We have been working with our members to deposit preprints using the proper record type, and to provide links to published articles in their metadata. However, not all have yet done so (ex: SSRN), leading to holes in our research nexus graph, which subsequently detracts from the completeness of the data.
We celebrate the preprint repositories who are required to update their metadata when an article is published from a preprint, thereby populating the map with critical bridges between preprints and articles. Crossref participation benefits not only the content owner, but the membership at large and all the systems across the research ecosystem powered by Crossref metadata.

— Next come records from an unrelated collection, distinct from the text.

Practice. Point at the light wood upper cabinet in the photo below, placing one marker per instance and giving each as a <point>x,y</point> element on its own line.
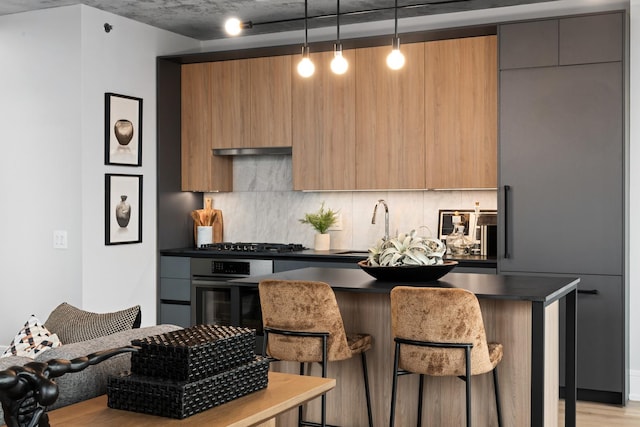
<point>270,101</point>
<point>230,109</point>
<point>390,149</point>
<point>323,126</point>
<point>461,113</point>
<point>201,171</point>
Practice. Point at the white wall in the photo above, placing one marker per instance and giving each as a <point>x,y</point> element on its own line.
<point>56,66</point>
<point>634,204</point>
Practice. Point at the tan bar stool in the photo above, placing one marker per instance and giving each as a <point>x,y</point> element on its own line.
<point>302,323</point>
<point>440,332</point>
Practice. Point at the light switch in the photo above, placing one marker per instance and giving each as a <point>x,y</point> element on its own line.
<point>60,239</point>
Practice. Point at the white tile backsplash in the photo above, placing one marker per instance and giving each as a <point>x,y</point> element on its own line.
<point>264,208</point>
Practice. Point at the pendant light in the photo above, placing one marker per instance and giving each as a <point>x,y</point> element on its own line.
<point>233,26</point>
<point>305,66</point>
<point>395,60</point>
<point>339,64</point>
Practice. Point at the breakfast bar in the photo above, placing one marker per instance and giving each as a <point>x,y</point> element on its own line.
<point>521,312</point>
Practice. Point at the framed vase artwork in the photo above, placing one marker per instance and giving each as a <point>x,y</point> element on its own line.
<point>123,209</point>
<point>123,130</point>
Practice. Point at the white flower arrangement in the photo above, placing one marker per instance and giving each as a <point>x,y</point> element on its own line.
<point>406,249</point>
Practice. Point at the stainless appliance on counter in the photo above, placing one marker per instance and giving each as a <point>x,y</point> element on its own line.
<point>216,301</point>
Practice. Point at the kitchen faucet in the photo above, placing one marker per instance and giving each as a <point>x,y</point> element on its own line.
<point>386,217</point>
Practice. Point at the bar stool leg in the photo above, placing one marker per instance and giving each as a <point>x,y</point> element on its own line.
<point>367,393</point>
<point>497,391</point>
<point>394,388</point>
<point>468,383</point>
<point>300,414</point>
<point>420,393</point>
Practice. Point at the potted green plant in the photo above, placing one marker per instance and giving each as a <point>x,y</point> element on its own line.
<point>321,220</point>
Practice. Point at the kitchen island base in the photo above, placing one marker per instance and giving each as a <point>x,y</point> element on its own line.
<point>520,312</point>
<point>507,322</point>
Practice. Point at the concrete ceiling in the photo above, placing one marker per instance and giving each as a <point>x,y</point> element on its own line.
<point>203,19</point>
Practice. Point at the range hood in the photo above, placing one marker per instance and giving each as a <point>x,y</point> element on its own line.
<point>258,151</point>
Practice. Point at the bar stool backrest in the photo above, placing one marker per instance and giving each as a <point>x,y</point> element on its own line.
<point>302,306</point>
<point>439,315</point>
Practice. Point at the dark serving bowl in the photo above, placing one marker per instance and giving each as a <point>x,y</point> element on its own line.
<point>408,273</point>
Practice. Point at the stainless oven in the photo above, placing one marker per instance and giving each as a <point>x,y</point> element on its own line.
<point>216,301</point>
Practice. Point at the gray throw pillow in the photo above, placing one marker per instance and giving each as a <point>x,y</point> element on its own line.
<point>72,324</point>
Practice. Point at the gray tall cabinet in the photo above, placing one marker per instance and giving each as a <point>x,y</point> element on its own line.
<point>562,177</point>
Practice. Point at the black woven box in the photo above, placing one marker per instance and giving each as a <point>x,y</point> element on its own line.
<point>193,353</point>
<point>180,399</point>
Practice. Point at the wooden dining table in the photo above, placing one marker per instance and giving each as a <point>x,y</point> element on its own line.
<point>284,392</point>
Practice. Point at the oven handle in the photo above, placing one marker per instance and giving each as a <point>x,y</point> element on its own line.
<point>206,280</point>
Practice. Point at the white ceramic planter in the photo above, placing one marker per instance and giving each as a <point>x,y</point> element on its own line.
<point>322,242</point>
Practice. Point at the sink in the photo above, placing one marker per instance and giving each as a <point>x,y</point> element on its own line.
<point>359,253</point>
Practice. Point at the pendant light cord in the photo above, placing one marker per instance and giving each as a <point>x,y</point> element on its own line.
<point>338,21</point>
<point>396,26</point>
<point>305,23</point>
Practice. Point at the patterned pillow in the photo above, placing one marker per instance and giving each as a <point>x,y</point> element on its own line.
<point>74,325</point>
<point>32,340</point>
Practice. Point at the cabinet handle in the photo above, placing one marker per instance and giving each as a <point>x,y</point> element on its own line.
<point>507,194</point>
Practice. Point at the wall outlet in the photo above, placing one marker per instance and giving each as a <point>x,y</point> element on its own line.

Lastly, this data is dependent on the coverage of preprint repositories who register content with us. We are thrilled that Center for Open Science, our newest preprints addition who represents 21 community repositories, has recently filled in swaths of the map. But there remain dead zones in the research graph from repositories who are not Crossref members (ex: ArXiv). Their disciplines, as a result, are under represented in these results.
Everyone dive in!
As to the question of “where do preprints get published?”, anyone in fact can answer this question based on the metadata Crossref collects and provides to the community as an open infrastructure provider. We encourage the community to explore and analyze the data further with other available datasets to glean more insights on how scholarly communications is changing with the increasing growth of preprints. For example, the effective results across all journals represented can be weighted based on the number of articles published by each journal.
Crossref data is open for all to examine and reuse through our REST API. Please dive in and share your findings with us!